HFCs are the fastest growing greenhouse gasses in much of the world, increasing at a rate of 10 to 15 percent per year. They are short-lived climate pollutants because they remain in the atmosphere for 15 years or less, but have a global warming potential often thousands of times more powerful than CO2. Other short-lived climate pollutants include methane gas, black carbon particles from dirty diesels, and tropospheric ozone, which is the main component of smog. Many expert groups, including the Climate and Clean Air Collation (CCAC) calculate that reducing short-lived climate pollutants must go hand in hand with cuts to CO2 and other long-lived greenhouse gases in order to stay below the 2°C warming limit.
The paper identifies the Montreal Protocol as a cost-effective and established pathway for reducing HFCs, recognizing that the global treaty has already successfully phased out nearly 100 chemicals similar to HFCs, and has been accepted by 197 countries, making it the only UN treaty with universal ratification.

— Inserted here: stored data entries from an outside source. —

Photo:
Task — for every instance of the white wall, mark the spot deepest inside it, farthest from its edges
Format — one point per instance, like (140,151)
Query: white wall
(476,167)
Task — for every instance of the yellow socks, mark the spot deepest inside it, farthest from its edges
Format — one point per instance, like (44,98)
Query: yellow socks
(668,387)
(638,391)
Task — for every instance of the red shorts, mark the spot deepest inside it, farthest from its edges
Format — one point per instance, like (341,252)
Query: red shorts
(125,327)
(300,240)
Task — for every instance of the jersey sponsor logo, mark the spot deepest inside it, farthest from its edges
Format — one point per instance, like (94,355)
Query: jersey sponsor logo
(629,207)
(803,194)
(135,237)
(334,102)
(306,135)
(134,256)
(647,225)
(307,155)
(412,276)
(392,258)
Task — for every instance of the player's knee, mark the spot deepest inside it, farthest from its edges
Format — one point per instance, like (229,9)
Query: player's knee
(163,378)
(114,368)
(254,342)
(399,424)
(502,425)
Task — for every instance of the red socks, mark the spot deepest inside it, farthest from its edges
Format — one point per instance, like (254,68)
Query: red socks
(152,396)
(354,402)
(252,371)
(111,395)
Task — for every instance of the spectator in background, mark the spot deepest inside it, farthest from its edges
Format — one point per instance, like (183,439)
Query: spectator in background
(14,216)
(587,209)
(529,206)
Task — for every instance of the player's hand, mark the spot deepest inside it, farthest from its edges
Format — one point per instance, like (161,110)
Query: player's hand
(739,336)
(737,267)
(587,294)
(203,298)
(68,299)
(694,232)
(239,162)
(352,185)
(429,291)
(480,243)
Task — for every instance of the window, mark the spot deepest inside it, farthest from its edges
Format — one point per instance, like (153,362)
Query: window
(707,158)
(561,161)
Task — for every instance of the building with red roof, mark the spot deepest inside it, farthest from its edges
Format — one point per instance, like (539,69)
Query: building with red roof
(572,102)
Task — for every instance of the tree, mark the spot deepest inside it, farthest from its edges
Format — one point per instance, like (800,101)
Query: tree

“Phasing down HFCs today is technically feasible, economically attractive, and environmentally responsible,” stated paper co-author Maxime Beaugrand. “We are increasingly optimistic that the world will agree at the Meeting of the Parties the first week of November to start a global phase-down of HFCs.”
“The global consensus on reducing HFCs is reaching a tipping point,” said Michael Jacobs, Senior Adviser to the New Climate Economy. “An amendment to include HFCs in the Montreal Protocol will yield dramatic environmental benefits and catalyze the international phase down of HFCs at a low cost.”
Support for the amendment is rapidly growing with 95 countries having submitted formal proposals to phase down HFCs through an amendment to the Montreal Protocol. Many other countries, including China and Brazil have agreed with President Obama to support the HFC amendment. The final Meeting of the Parties this year will be in the United Arab Emirates 1 to 5 November 2015.
Notes to Editors:
Phasing down the use of hydrofluorocarbons (HFCs) is a supporting paper for the Global Commission on the Economy and Climate’s 2015 report, Seizing the Global Opportunity: Partnerships for Better Growth and a Better Climate. The report can be found at http://2015.newclimateeconomy.report/wp-content/uploads/2015/10/Phasing-down-HFCs_final_web.pdf. IGSD’s Primer on HFCs is available here.
The New Climate Economy is the flagship project of the Global Commission on the Economy and Climate. It was established by seven countries: Colombia, Ethiopia, Indonesia, Norway, South Korea, Sweden and the United Kingdom, as an independent initiative to examine how countries can achieve economic growth while dealing with the risks posed by climate change.
Chaired by former Mexican President Felipe Calderón, and co-chaired by renowned economist Lord Nicholas Stern, the Commission comprises 28 leaders from 20 countries, including former heads of government and finance ministers, heads of international organisations, leading business people, investors, city mayors and economists.
Research for the Commission has been carried out by a partnership of leading global economic and policy institutes, including the World Resources Institute (Managing Partner), the Climate Policy Initiative, the Ethiopian Development Research Institute, the Global Green Growth Institute, Indian Council for Research on International Economic Relations, the Overseas Development Institute, the Stockholm Environment Institute and Tsinghua University.